Running with the ABL client logging will provide the information but this is client side. I realize that from the DBA perspective, access to the client side may not exist.
It is an area we need to improve on. Keep the suggestions coming...
Sorry -- I was inadequately caffeinated -- when I said "one time" I *meant* "single" (as in "just the top of the stack").
None the less -- a lot of times the "bad actor" is doing the same thing over and over and over. A series of "one time" results would often reveal that pattern.
That is kind of the key issue.. finding which programs access the table isn't that big of a deal. Finding out which programs are actually the issue is the main problem.
The recurring suggestion to enhance the XREF to show improper index usage would also go a long way to resolving these issues.
Several people have cautioned about the danger of using option 2 (full call stack) with CSC. So that could be added to the issues list.
I haven't encountered this personally but I'm sure Tom or George could elaborate.
Making the statement caching performance friendly would go a long a way Rich. Being able to just turn it on and leave it (like Tablestats/Indexstats) would be nice because you never know when you are going to need access to that level of detail.
Having an option to log access to certain tables/indexes would also be very helpful. Possibly when the _connect is updated it could write to a defined log file.
Not trying to make OE into Oracle today :-) just a bit of a rant because of this hard to find issue
> For #4, a latch is required but I guess it could be a different latch as opposed to the USR latch.
Spin latch instead of a queued latch?
My question was not about optimization of the current statement cache mechanism.

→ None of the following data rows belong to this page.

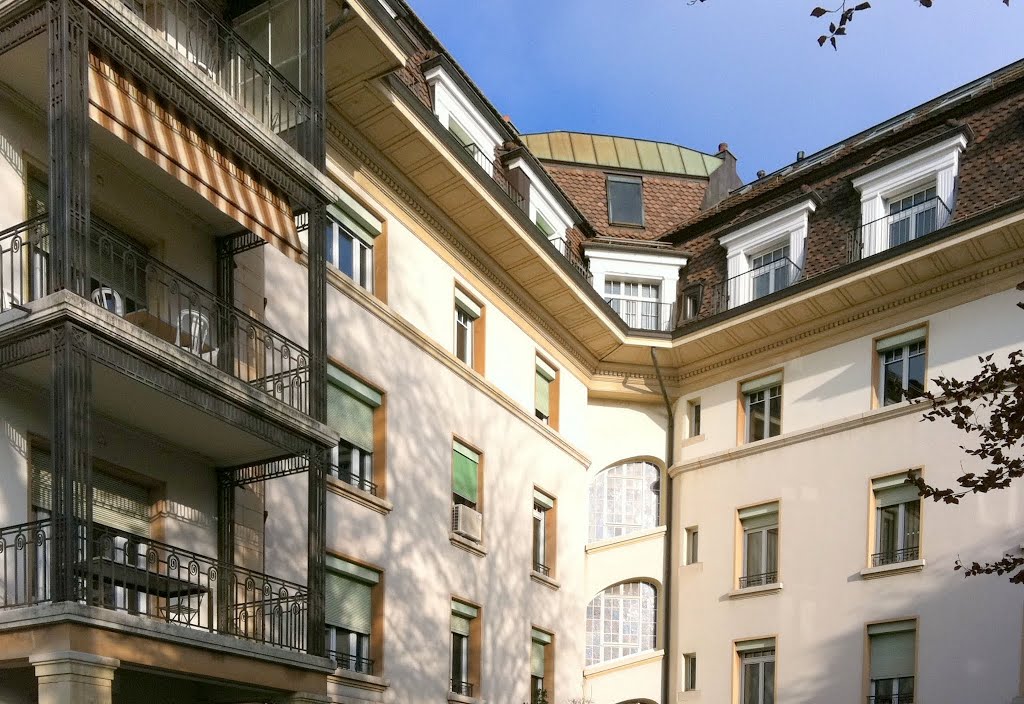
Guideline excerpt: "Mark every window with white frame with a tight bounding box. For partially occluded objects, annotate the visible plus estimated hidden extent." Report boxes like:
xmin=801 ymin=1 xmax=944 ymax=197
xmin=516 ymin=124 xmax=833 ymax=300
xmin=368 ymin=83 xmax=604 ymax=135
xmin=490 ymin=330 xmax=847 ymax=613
xmin=738 ymin=502 xmax=778 ymax=589
xmin=587 ymin=581 xmax=657 ymax=666
xmin=590 ymin=461 xmax=662 ymax=541
xmin=739 ymin=372 xmax=782 ymax=442
xmin=607 ymin=174 xmax=643 ymax=227
xmin=874 ymin=327 xmax=928 ymax=406
xmin=851 ymin=134 xmax=967 ymax=259
xmin=324 ymin=555 xmax=380 ymax=674
xmin=867 ymin=621 xmax=918 ymax=704
xmin=871 ymin=474 xmax=921 ymax=567
xmin=736 ymin=639 xmax=775 ymax=704
xmin=604 ymin=278 xmax=662 ymax=329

My point is that enabling type 2 statement caching is like keeping the light and air conditioning on all the time in a room that you are going to visit only once per week. It's just not efficient use of the resources (no matter expensive or not). "One Time" (type 3) statement caching would be better.
> None the less -- a lot of times the "bad actor" is doing the same thing over and over and over.
I guess it depends from application. I saw the examples when a few snapshots were needed to catch the "bad actor".